Les obstacles technologiques liés à la Stratégie énergétique (SE2050)
concernent avant tout les énergies renouvelables et en particulier deux
faiblesses majeures de celles-ci, la basse densité énergétique et
l'imprévisibilité des conditions météorologiques.
La basse
densité énergétique conduit à de grandes surfaces pour produire des
quantités d'électricité commensurables avec les besoins d'une économie
moderne. Rappelons que la Suisse consomme quelque 60 milliards de
kilowattheures par année, dont 70% pour les places de travail dans
l'industrie, les PME, les transports et l'agriculture.
Le solaire
d'abord. La SE2050 prévoit une production solaire de 7 milliards de kWh
par an en 2035. En Suisse, un mètre carré de panneau photovoltaïque
produit quelque 100 kWh par année.

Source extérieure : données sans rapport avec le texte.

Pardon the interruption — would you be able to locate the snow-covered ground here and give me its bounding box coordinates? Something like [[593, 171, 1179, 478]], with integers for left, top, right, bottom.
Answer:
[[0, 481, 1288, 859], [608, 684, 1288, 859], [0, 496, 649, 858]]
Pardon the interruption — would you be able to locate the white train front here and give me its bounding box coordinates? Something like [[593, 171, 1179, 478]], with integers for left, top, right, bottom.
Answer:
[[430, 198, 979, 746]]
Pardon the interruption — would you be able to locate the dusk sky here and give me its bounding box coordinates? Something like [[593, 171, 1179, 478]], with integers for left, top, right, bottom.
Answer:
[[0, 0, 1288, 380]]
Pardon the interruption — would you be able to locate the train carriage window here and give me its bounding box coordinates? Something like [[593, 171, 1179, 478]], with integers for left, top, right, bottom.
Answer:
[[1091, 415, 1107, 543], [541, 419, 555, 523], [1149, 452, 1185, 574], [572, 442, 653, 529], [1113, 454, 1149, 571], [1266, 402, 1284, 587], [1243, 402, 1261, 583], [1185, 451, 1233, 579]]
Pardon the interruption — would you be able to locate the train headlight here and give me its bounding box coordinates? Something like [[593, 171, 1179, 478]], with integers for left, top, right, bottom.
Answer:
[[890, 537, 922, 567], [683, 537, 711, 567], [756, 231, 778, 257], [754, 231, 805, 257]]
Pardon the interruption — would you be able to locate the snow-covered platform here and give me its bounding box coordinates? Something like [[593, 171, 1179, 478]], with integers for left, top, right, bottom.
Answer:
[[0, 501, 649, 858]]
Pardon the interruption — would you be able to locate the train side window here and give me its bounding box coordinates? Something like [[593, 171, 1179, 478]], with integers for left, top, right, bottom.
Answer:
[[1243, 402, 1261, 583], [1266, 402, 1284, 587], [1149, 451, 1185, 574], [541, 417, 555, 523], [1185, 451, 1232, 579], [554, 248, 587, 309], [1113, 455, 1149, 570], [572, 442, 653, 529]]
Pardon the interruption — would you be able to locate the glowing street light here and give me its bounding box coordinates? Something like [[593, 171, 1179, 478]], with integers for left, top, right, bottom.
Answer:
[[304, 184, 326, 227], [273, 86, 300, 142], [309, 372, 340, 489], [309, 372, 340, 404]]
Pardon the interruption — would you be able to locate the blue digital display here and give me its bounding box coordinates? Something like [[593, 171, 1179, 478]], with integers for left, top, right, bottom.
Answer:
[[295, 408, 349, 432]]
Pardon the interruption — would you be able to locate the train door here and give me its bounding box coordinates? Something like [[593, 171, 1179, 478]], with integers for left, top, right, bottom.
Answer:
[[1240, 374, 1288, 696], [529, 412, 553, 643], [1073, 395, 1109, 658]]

Pour atteindre l'objectif 2035, il
faudra donc une surface de quelque 30 mètres-carrés pour chacun des 2, 5
millions de ménages du pays. C'est beaucoup pour ce pays de locataires
logés les uns au-dessus des autres sur un nombre croissant d'étages.
L'éolien
endure ses propres contraintes. Pour les vents prévalant en Suisse, une
éolienne optimale donne quelque 2 à 3 mégawatts de puissance
instantanée – qui sur une durée d'une année produira un peu moins de 4
millions de kilowattheures. La SE2050 envisage une production éolienne
annuelle de 4,4 milliards de kWh en 2035, soit près de 1'100 machines
dans tout le pays. Quels paysages pour notre tourisme? Incidemment, cet
objectif renouvelable cumulé de 11,4 milliards devrait être doublé pour
remplacer les quelque 21 milliards de nucléaire, et complété par une
demi-douzaine de centrales à gaz pour combler les périodes de sans vent
et sans soleil.
Éoliennes et photovoltaïque souffrent de leur
imprévisibilité: aucune production plusieurs heures par jour et plus de
100 jours par an, avec de fortes variations d'une heure à l'autre, ce
qui rend difficile la tâche des distributeurs d'électricité qui doivent
livrer un niveau de consommation beaucoup moins volatile. Comment
aplanir la production renouvelable ?
Le stockage, bien sûr. Le
stockage par batterie lithium-ion, la meilleure technologie du jour déjà
bien développée et industrialisée à grande échelle, coûte maintenant
quelque 15 cts par kWh stocké, ce qui en y ajoutant le coût de
production (sans subvention) double à au moins 30 cts le kWh
renouvelable. Le coût du stockage devrait baisser à 5 cts par kWh pour
atteindre un seuil commercial généralisé, ce qui apparait
technologiquement quasi impossible au vu des progrès déjà accomplis avec
la technique lithium-ion. Les méga-fabriques en construction dans le
monde visent à une réduction vers 10 cts par kWh grâce à la production
de masse des batteries. Les promoteurs de la SE2050 déclarent que
l'hydraulique pourrait sans autre aplanir les cabrioles renouvelables.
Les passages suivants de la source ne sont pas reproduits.